É o caso de The Economist, que deu um salto mortal ao passar de porta-voz da preocupação em agir contra a mudança climática a apoiar quase acrítica e avidamente essa e qualquer outra forma de geoengenharia, contanto que prometa suculentos retornos econômicos. O exemplo mais recente é um texto elogioso sobre o potencial econômico do desaparecimento do gelo no Oceano Glacial Ártico. Olham com desprezo para a possibilidade de exploração mineral, criação de novas rotas comerciais… tudo como se vivêssemos no melhor dos mundos, apesar de o desaparecimento do gelo acelerar exponencialmente o aquecimento, pois a ausência dessa massa branca refletora fará com que a superfície terrestre absorva muito mais calor.
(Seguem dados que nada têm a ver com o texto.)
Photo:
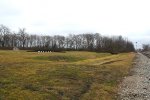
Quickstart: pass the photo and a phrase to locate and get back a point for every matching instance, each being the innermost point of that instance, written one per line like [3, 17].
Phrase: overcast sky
[129, 18]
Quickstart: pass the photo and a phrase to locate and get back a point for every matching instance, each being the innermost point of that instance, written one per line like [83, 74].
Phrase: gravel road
[136, 86]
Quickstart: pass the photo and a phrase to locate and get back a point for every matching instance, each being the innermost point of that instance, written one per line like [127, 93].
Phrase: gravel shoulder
[136, 86]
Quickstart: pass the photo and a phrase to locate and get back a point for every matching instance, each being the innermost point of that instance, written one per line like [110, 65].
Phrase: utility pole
[136, 47]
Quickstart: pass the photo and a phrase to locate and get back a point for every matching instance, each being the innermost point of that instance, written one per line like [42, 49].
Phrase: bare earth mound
[137, 85]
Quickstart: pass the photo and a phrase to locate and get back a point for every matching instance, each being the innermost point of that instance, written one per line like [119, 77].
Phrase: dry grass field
[70, 75]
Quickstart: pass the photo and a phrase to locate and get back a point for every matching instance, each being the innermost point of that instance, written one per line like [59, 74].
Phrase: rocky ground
[136, 86]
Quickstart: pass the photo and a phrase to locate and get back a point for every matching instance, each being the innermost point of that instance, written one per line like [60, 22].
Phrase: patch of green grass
[63, 58]
[61, 76]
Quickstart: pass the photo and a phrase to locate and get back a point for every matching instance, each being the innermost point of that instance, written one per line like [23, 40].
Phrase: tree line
[87, 41]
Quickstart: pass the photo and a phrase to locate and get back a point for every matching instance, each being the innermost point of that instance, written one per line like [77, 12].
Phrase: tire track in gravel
[137, 85]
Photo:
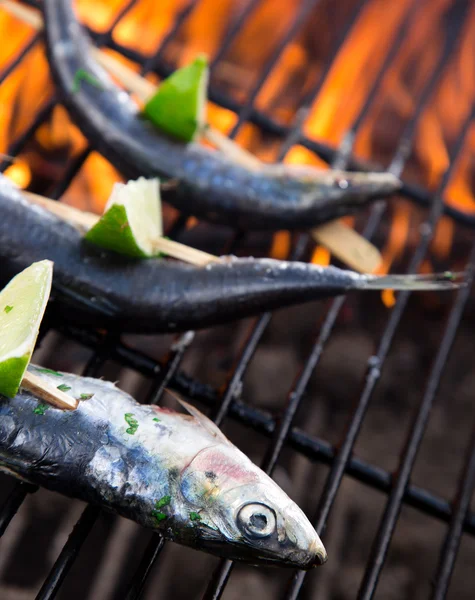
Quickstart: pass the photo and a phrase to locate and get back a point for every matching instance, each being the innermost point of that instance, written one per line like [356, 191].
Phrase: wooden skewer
[37, 386]
[342, 241]
[140, 86]
[83, 221]
[348, 246]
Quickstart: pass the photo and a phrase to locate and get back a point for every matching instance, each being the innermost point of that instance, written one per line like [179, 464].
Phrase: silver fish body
[209, 185]
[172, 472]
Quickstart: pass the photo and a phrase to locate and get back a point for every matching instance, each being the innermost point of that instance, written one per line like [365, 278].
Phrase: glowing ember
[297, 70]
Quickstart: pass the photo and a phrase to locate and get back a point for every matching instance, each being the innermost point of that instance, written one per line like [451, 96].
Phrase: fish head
[244, 515]
[336, 187]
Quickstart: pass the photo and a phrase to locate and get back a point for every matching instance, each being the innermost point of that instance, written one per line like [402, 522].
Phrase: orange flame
[298, 69]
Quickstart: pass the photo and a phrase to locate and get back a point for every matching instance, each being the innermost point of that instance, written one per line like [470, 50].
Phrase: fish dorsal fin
[202, 419]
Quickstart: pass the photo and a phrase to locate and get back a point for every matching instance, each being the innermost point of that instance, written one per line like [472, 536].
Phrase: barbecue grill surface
[363, 415]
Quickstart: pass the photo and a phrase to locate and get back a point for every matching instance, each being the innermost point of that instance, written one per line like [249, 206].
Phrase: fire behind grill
[362, 414]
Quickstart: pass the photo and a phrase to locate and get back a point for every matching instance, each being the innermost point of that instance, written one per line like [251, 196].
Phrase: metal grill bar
[393, 508]
[269, 125]
[312, 447]
[219, 580]
[167, 371]
[451, 545]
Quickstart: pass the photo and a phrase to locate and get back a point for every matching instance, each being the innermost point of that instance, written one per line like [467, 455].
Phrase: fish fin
[435, 281]
[203, 420]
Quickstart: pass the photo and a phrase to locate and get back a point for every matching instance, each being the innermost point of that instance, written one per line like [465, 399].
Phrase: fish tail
[426, 282]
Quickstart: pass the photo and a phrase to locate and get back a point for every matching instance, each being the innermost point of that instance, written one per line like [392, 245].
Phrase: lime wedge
[22, 306]
[179, 105]
[132, 219]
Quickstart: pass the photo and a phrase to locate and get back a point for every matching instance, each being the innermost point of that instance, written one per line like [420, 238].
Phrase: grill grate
[282, 432]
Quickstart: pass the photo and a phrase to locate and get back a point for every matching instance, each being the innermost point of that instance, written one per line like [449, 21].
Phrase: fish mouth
[319, 555]
[372, 185]
[304, 560]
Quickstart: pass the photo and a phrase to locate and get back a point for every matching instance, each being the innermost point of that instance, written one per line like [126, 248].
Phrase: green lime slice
[179, 105]
[22, 306]
[132, 219]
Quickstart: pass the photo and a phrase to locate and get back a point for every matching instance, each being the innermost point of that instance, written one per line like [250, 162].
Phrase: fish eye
[256, 520]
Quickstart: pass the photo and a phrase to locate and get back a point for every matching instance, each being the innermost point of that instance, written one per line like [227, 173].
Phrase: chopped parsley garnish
[165, 501]
[450, 276]
[157, 513]
[83, 75]
[49, 372]
[132, 422]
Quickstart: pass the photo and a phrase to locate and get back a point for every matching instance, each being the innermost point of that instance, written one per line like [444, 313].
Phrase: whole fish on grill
[98, 288]
[209, 185]
[174, 473]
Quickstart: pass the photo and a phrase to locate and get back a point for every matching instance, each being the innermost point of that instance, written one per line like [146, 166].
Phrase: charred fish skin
[96, 288]
[209, 185]
[171, 472]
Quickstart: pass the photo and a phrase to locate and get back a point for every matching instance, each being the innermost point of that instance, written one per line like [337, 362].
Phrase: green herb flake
[83, 75]
[63, 388]
[158, 515]
[132, 422]
[49, 372]
[165, 501]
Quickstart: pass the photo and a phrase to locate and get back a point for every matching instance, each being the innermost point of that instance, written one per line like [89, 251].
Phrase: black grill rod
[322, 149]
[298, 22]
[301, 382]
[342, 158]
[234, 30]
[150, 64]
[152, 552]
[234, 384]
[13, 64]
[221, 575]
[91, 513]
[339, 466]
[314, 448]
[69, 553]
[393, 507]
[13, 502]
[41, 117]
[448, 555]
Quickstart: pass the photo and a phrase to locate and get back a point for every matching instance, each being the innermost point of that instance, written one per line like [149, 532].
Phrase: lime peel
[178, 107]
[132, 220]
[29, 292]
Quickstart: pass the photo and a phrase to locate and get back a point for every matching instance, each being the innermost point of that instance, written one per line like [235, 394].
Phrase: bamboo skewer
[85, 220]
[348, 245]
[343, 242]
[48, 393]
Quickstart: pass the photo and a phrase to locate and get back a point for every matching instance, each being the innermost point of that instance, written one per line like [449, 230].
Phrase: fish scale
[174, 473]
[209, 185]
[101, 289]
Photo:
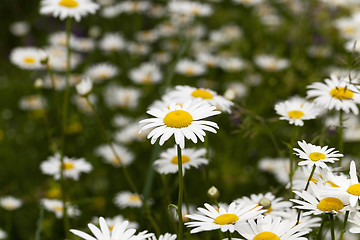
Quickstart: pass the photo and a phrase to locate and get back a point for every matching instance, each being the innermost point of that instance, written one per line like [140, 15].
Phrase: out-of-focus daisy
[190, 68]
[127, 199]
[271, 63]
[120, 231]
[102, 71]
[316, 155]
[185, 93]
[268, 227]
[68, 8]
[274, 206]
[147, 73]
[319, 203]
[126, 157]
[295, 110]
[10, 203]
[112, 42]
[224, 219]
[72, 168]
[181, 121]
[57, 207]
[27, 57]
[168, 162]
[31, 103]
[340, 94]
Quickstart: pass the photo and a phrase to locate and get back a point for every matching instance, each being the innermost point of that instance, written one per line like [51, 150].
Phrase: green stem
[181, 182]
[319, 234]
[124, 169]
[344, 225]
[331, 218]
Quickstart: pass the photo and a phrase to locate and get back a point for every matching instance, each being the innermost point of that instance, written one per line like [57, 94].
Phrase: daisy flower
[222, 218]
[316, 155]
[72, 168]
[319, 203]
[274, 206]
[269, 227]
[68, 8]
[27, 57]
[296, 110]
[57, 207]
[181, 121]
[120, 231]
[10, 203]
[336, 93]
[168, 162]
[185, 93]
[126, 199]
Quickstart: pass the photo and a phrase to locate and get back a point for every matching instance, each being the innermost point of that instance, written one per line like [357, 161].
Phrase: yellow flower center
[178, 119]
[266, 236]
[316, 156]
[330, 204]
[354, 189]
[68, 166]
[68, 3]
[29, 60]
[341, 93]
[295, 114]
[135, 198]
[226, 219]
[202, 94]
[184, 159]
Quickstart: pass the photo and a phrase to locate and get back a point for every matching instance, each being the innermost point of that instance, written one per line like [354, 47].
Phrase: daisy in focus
[72, 168]
[296, 110]
[268, 227]
[120, 231]
[68, 8]
[181, 121]
[335, 93]
[168, 162]
[223, 219]
[316, 155]
[185, 93]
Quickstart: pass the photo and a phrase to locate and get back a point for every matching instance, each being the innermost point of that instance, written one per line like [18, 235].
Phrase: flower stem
[344, 225]
[181, 182]
[331, 218]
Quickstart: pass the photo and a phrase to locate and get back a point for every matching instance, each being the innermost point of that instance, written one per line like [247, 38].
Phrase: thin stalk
[125, 172]
[331, 218]
[344, 225]
[319, 234]
[181, 183]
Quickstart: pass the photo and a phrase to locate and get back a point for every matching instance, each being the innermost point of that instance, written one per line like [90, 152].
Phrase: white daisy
[181, 121]
[316, 155]
[27, 57]
[147, 73]
[320, 203]
[126, 199]
[295, 110]
[268, 227]
[68, 8]
[10, 203]
[57, 207]
[120, 231]
[101, 71]
[185, 93]
[168, 162]
[223, 219]
[190, 68]
[72, 168]
[340, 94]
[126, 157]
[274, 206]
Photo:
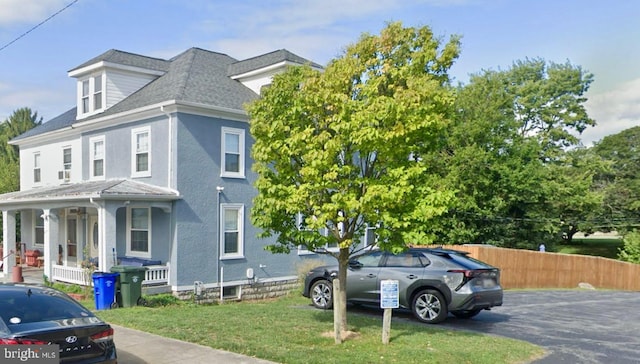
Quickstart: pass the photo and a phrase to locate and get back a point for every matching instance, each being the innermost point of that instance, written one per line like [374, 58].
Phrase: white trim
[92, 159]
[37, 214]
[240, 229]
[91, 92]
[37, 156]
[128, 248]
[241, 153]
[134, 152]
[103, 64]
[271, 68]
[66, 172]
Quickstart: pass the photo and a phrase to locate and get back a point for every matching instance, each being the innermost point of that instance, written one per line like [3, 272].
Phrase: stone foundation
[244, 292]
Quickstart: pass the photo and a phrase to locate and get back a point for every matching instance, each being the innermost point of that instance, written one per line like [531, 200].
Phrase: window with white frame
[370, 236]
[302, 249]
[141, 152]
[38, 227]
[139, 231]
[85, 97]
[37, 177]
[97, 93]
[66, 164]
[232, 227]
[232, 153]
[91, 90]
[97, 157]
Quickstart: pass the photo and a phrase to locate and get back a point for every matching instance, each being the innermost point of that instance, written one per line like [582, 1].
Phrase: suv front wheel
[429, 306]
[322, 294]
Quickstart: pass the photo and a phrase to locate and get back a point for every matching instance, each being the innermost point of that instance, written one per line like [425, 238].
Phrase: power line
[38, 25]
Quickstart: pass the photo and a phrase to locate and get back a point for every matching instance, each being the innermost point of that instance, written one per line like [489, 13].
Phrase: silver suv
[432, 282]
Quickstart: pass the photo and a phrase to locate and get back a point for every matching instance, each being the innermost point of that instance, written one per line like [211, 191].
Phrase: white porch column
[107, 235]
[51, 241]
[8, 241]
De fato, é justamente a redução dos gelos do Polo Norte que faz com que essa região esteja se aquecendo a uma taxa quatro vezes superior à do resto do planeta. As mudanças na salinidade do mar, os efeitos no clima global… tudo isso é completamente ignorado num texto que se entusiasma ao somar quantos navios mercantes a mais por ano atravessam as rotas árticas. Espalhar o venenoso dióxido de enxofre em partículas para compensar o desaparecimento do gelo ártico, fato celebrado por viabilizar um grande negócio minerador e logístico? O nível de insensibilidade, irresponsabilidade e “crueldade ecológica” da ideia é francamente macabro.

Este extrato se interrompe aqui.